The credit of Rs.8,76,314/- was denied by the Revenue on the ground that the appellant had not received the original and duplicate invoices and also the credit on such returned goods had not been availed on the strength of customer's invoices.

The demand was confirmed by the lower authorities [o-in-o dated 27.11.2007 and o-in-a dated 07.03.2008] and in the first round of appeal before CESTAT the matter was remanded by Final Order dated 01.7.2008 for verification of documents furnished by the appellant.

As the original copy of the invoices as well as invoices from the customers could not be produced, the original authority by order dated 25.09.2008 once again confirmed the demand. The Commissioner(A) by his order dated 24.03.2009 remanded the matter and in denovo adjudication, the adjudicating authority allowed credit of Rs. 2,68,075/- and disallowed Cenvat credit of Rs. 6,08,239/-.This order was appealed but the Commissioner(A) upheld the same by his order dated 28.09.2010 .

The assessee again filed an appeal before the CESTAT and challenges the same on merits as well as on limitation.

The CESTAT upheld this order on 26.08.2016. Kindly see 2017-TIOL-83-CESTAT-BANG.

And so, the assessee is before the Karnataka High Court.

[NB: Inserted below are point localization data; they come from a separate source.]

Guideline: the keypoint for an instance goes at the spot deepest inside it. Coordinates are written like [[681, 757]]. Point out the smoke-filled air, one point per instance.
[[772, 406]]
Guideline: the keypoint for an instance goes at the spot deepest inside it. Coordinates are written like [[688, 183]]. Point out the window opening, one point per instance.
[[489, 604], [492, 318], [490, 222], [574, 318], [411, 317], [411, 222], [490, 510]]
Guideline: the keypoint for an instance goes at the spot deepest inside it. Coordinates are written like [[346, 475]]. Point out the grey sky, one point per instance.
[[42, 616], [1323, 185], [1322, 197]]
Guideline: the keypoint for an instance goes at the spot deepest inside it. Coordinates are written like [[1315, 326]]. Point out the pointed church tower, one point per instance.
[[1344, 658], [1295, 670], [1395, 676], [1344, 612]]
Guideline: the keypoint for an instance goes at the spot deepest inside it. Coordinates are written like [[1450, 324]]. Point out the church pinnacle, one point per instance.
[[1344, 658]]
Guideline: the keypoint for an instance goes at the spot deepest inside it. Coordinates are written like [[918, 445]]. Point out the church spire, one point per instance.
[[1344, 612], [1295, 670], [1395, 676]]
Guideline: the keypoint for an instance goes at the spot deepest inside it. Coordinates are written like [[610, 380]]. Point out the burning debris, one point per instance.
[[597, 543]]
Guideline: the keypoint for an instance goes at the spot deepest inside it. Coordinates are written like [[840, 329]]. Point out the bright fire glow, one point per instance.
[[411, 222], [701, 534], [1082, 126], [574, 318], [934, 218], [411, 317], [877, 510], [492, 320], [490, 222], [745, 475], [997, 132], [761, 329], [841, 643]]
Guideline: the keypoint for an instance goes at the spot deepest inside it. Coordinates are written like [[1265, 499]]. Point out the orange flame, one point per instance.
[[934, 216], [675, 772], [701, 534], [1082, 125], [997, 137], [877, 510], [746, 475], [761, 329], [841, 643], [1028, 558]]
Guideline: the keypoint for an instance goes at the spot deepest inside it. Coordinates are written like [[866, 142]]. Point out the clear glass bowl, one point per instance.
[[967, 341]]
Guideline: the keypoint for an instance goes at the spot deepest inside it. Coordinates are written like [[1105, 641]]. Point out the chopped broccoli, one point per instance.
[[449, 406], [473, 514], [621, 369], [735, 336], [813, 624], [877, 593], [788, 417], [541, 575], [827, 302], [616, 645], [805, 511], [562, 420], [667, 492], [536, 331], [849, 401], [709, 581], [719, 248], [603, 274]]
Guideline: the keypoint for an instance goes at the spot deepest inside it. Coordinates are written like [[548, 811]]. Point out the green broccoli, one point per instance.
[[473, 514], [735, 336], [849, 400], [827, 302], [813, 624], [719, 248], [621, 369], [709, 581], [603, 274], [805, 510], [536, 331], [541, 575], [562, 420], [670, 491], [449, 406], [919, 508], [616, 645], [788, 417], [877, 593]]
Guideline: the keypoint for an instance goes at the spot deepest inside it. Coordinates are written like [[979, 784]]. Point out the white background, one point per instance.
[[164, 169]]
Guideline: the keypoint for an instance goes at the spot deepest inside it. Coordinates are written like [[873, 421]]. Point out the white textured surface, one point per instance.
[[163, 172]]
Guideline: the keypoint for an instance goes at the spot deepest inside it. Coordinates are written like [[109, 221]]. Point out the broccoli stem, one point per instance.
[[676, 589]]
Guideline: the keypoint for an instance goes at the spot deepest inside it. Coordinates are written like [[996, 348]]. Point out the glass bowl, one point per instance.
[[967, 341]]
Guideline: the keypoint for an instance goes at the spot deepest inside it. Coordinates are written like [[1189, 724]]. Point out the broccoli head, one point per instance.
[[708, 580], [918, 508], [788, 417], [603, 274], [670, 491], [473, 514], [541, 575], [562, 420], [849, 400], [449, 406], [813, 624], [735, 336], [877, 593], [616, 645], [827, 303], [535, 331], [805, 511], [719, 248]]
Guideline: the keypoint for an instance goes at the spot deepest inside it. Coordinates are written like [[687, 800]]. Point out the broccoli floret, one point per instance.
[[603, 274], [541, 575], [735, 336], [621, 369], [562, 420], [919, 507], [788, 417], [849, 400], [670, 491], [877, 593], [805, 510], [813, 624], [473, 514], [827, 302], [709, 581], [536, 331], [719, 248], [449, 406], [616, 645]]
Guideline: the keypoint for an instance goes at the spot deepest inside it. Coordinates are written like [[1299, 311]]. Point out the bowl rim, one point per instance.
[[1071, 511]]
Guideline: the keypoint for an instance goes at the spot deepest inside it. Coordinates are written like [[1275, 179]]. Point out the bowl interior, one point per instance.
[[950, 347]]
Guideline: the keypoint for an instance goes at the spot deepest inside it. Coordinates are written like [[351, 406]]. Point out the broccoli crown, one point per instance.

The High Court expressed its concern that none of the lower authorities had explained the abbreviations of the terms RBA, IBA, ERP used in the proceedings below.

Nonetheless, after getting to know about the same with clarity from the assessee, the High Court rejected the contention raised by the assessee that the Commissioner (Appeals) and the Tribunal could not have returned the findings beyond the case as per allegations contained in the Show Cause Notice.

The High Court observed –

"10. The learned Commissioner (Appeals) has clearly recorded finding that the partial relief to the extent of four consignments could not be given to the assessee for want of corroborative evidence. There is no question of these authorities going beyond the parameters of the Show Cause Notice. The Show Cause Notice given to the assessee in the present case was for disallowing the Cenvat Credit and therefore after having examined each and every transaction, if the Appellate Authorities who are the fact finding authorities under the Act have returned such findings of facts based on evidence, the same cannot be assailed on the ground that they have gone beyond the scope of the Show Cause Notice."

In the matter of the order passed by the Commissioner (Appeals) being affirmed by the CESTAT and the assessees objection to the same, the High Court remarked –

"9. We are of the opinion that while the second Appellate Authority affirms the orders passed by the first and the lower Appellate Authority, it need not record its own detailed findings and the affirmation of the order passed by Commissioner (Appeals) does not render such findings of the Tribunal perverse on its own."

Concluding that no substantial question of law arises in the case, the appeal was dismissed as being devoid of any merits.